Abdel-Fattah al-Seesi, the Egyptian defense minister who has signaled he may seek the presidency, started a campaign to build one million housing units.
The project will have a total value of $40 billion, according to a statement yesterday by United Arab Emirates-based Arabtec Holding Co., which will build the homes with Egypt’s armed forces over five years. It will focus on Egyptians with “limited income,” according to statements posted yesterday on the official Facebook page of military spokesman Ahmed Mohamed Ali.
Al-Seesi has said that he can’t ignore popular calls for him to run for president, though he hasn’t officially announced his candidacy. The U.A.E., Saudi Arabia and Kuwait have pledged billions of dollars in aid for Egypt since the ouster of President Mohamed Mursi in July.
“The chances are that if he stands, he is going to win anyway,” Ghanem Nuseibeh, founder of Cornerstone Global Associates, which advises clients on risk in the Middle East, said of al-Seesi. “The key message is that both the providers of the aid and the military are seeking to sort out the long-term challenges, to address the root-causes of dissent in Egypt, and much of that is economic.”
Hasan Abdullah Ismaik, Arabtec’s chief executive officer, said the plan reflects the U.A.E’s desire to support Egypt’s leadership, the military statement cited him as saying. The housing project will be the largest in the Arab world and will provide jobs for more than one million Egyptians, Ismaik said. Taher Abdullah, head of the armed forces engineering authority, said details of the project are still being studied.

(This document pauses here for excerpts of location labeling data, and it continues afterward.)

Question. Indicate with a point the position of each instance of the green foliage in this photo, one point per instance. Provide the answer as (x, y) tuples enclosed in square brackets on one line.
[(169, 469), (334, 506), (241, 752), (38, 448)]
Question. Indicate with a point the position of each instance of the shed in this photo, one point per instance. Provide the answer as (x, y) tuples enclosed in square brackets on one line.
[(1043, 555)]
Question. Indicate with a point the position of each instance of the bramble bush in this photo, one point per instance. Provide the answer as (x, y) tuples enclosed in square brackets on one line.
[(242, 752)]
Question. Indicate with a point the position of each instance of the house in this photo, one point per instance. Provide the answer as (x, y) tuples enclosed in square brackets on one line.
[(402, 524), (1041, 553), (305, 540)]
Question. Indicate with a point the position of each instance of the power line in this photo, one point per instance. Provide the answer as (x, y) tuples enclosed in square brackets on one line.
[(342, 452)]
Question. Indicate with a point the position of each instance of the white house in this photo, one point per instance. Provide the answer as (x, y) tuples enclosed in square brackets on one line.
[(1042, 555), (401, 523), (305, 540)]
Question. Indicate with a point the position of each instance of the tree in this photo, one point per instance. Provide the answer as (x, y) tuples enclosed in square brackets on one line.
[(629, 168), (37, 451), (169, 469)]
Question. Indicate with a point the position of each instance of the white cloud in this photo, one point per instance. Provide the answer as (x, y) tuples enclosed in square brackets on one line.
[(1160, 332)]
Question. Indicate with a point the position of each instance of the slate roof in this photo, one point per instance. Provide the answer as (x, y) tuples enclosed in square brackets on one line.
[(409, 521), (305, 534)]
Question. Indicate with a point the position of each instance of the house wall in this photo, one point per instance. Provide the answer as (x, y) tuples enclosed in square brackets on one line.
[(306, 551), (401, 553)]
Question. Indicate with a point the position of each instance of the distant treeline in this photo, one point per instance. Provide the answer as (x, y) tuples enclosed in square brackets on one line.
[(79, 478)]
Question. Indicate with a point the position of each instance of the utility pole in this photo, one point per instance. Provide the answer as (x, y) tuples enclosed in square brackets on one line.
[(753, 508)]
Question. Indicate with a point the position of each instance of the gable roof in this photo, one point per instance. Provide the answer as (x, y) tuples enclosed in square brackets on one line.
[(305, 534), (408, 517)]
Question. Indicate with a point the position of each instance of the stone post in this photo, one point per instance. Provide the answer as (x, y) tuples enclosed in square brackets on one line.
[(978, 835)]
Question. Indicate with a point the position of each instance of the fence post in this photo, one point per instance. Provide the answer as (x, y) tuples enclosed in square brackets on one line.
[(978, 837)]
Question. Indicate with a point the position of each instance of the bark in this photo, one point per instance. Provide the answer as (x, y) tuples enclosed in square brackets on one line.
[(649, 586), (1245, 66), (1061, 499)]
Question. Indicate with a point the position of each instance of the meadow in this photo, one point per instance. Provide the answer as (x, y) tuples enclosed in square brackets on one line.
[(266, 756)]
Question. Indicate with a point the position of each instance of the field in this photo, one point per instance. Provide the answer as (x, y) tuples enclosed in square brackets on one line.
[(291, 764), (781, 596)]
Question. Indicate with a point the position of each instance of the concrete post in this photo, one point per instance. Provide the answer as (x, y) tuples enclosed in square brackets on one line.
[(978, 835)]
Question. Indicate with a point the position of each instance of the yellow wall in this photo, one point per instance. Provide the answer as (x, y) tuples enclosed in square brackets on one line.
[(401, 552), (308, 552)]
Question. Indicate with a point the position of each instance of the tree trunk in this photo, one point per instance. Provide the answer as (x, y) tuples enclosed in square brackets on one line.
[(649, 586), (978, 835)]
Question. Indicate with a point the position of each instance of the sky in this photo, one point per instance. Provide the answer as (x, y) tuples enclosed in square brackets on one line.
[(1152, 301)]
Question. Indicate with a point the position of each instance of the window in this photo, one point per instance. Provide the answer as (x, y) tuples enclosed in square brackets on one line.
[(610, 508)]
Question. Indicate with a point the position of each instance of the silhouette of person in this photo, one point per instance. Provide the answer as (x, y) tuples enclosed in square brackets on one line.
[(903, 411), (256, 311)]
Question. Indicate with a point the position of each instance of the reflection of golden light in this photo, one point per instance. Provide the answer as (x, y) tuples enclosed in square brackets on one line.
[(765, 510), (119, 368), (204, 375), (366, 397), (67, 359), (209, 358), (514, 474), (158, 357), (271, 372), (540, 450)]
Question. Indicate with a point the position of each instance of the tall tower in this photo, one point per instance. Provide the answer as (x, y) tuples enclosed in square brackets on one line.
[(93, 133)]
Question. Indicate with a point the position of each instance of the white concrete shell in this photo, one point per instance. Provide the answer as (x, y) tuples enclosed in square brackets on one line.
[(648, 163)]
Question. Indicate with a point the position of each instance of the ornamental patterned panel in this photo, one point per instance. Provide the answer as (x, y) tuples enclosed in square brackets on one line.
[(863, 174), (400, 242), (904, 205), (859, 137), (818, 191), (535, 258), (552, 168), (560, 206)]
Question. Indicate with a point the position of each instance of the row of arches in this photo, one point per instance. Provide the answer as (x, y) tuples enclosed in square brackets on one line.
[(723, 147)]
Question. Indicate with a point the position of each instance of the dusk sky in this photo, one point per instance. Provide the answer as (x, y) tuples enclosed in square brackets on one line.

Ismaik told reporters in televised comments that al-Seesi has “insisted” on offering the land for the project for free.
Arabtec shares climbed 1.7 percent, the most since Feb. 25, to 4.8 dirhams at the close in Dubai.
“The army is possibly playing the role of the guarantor of the deployment of aid money,” said Wael Ziada, head of research at Cairo-based investment bank EFG-Hermes Holding SAE. “Arabtec is a candidate to win more projects if they have the ability to execute, given their close ties with Abu Dhabi,”
In Egypt, complaints about high prices and unemployment, coupled with political grievances, fueled anger at Mursi and predecessor Hosni Mubarak who was toppled in a 2011 revolt. The challenges will remain for whoever lands the top job next.
Al-Seesi is hailed by supporters as the only man who can restore security and stability after years of turmoil. His opponents say a presidential bid would confirm that his leadership in Mursi’s ouster was a “coup” and accuse him of spearheading a bloody campaign against the Islamist leader’s supporters since.
Egypt’s economy is likely to grow less than the government’s target of at least 3 percent because of political turmoil, Ashraf el-Arabi, minister of planning and international cooperation, said yesterday. Speaking in an interview in Cairo, el-Arabi said that he hopes that gross domestic product growth will exceed 2 percent in the fiscal year that ends in June.
The average estimate of 16 economists on Bloomberg is for 2.8 percent growth in 2014. Finance Minister Hany Kadry said this month that the economy grew 1.4 percent in the second quarter of the fiscal year.